Versions & Dates

R Version: 3.5.1

RStudio Version: 1.1.456

Date Authored: 2018-08-11

Overview: Statistical Inference Course Project I

Overview: Part I of the course project for Statistical Inference, one of ten courses for the Data Science Specialization by Johns Hopkins University, aims to demonstrate the Central Limit Theorem (CLT) by simulating 1,000 randomly-generated sets of 40 exponential distributions and comparing the “theoretical” (provided) mean and standard deviation to the “sample” means and variances of the “sample” (simulated) distributions.

Objectives: The present analysis provides code and narrative to store provided parameters, e.g. lambda, simulate exponential distribution means and variances, compare “sample” and “theoretical” means and variances, and provide visualizations both for comparison to theoretical and sample statistics, as well as comparison to Gaussian (Normal) Distribution demonstrating CLT.
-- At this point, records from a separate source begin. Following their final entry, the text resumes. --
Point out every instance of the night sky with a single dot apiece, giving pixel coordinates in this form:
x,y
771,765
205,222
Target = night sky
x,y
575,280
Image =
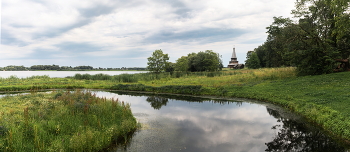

Packages: Tidyverse packages dplyr and ggplot2, as well as package knitr, if undetected, are installed automatically. Both packages are loaded with function library(). Package versions are provided dynamically below:

Versions:

Simulations

Assigning Provided Parameters

The following calls function set.seed() to ensure all quasi-randomly-generated numbers are exactly replicated for reproducibility. lambda is defined using provided “theoretical” parameters, as well as the provided number of exponential distributions, n_exp, and provided number of simulations, n_sim:

set.seed(1)
lambda <- 0.2
n_exp <- 40
n_sim <- 1000

Simulating Exponential Distributions

Base function rexp() in conjunction with primitive methods mean() and var() to 1,000 means and variances of 40 exponential distributions. Objects sim_mns and sim_vrs are initialized to receive simulated mean values and variance values in the subsequent loop function, respectively:

sim_mns <- NULL                                      
sim_vrs <- NULL
 
for (i in 1:n_sim){
  sim_mns <- c(sim_mns, mean(rexp(n = n_exp, rate = lambda)))
  sim_vrs <- c(sim_vrs, var(rexp(n = n_exp, rate = lambda))) 
}

Objects sim_mns and sim_vrs now contain 1,000 values, the first 6 of which are demonstrated with calls to function head():

head(sim_mns)
## [1] 4.860372 4.279204 5.196446 5.995896 4.027864 4.874493
head(sim_vrs)
## [1] 25.85143 17.12385 16.49944 23.09948 14.74029 16.35456

Sample vs. Theoretical Mean

Overview

The mean of “Sample” (simulated) means and “Theoretical” (provided) mean are defined in objects sample_mn and theory_mn, respectively. Following, the absolute difference and percent difference are calculated and stored in objects abs_diff_mn and per_diff_mn, respectively:

sample_mn <- mean(sim_mns)
theory_mn <- 1/lambda  

abs_diff_mn <- abs(theory_mn - sample_mn)
per_diff_mn <- abs_diff_mn / theory_mn * 100

Findings

The Sample Mean, Theoretical Mean, Absolute Difference, and Percent Difference (%) are shown in Table 1:

Table 1: Sample v. Theoretical Mean Values
Sample Mean Theoretical Mean Absolute Difference Percent Difference (%)
4.996854 5 0.0031457 0.0629148

In sum, the mean value of our 1,000 “Sample” (simulated) distributions of 40 exponentials is remarkably similar to the “Theoretical” (provided) mean, 1 / lambda, with a percent difference of 0.0629148 %.

Visualizations

In order to visualize the distribution of simulated means in ggplot2, they are coerced into data.frame object mean_df. Figure 1 depicts a histogram of the distribution of means of simulated exponential distributions is provided below, including the simulated “Sample” mean and provided “Theoretical” mean. Note the remarkable similarity between both values and the Gaussian shape of the distribution attributable to the Central Limit Theorem:

Figure 1 depicts the remarkable similarity between the mean value of simulated “Sample” means and the provided “Theoretical” mean.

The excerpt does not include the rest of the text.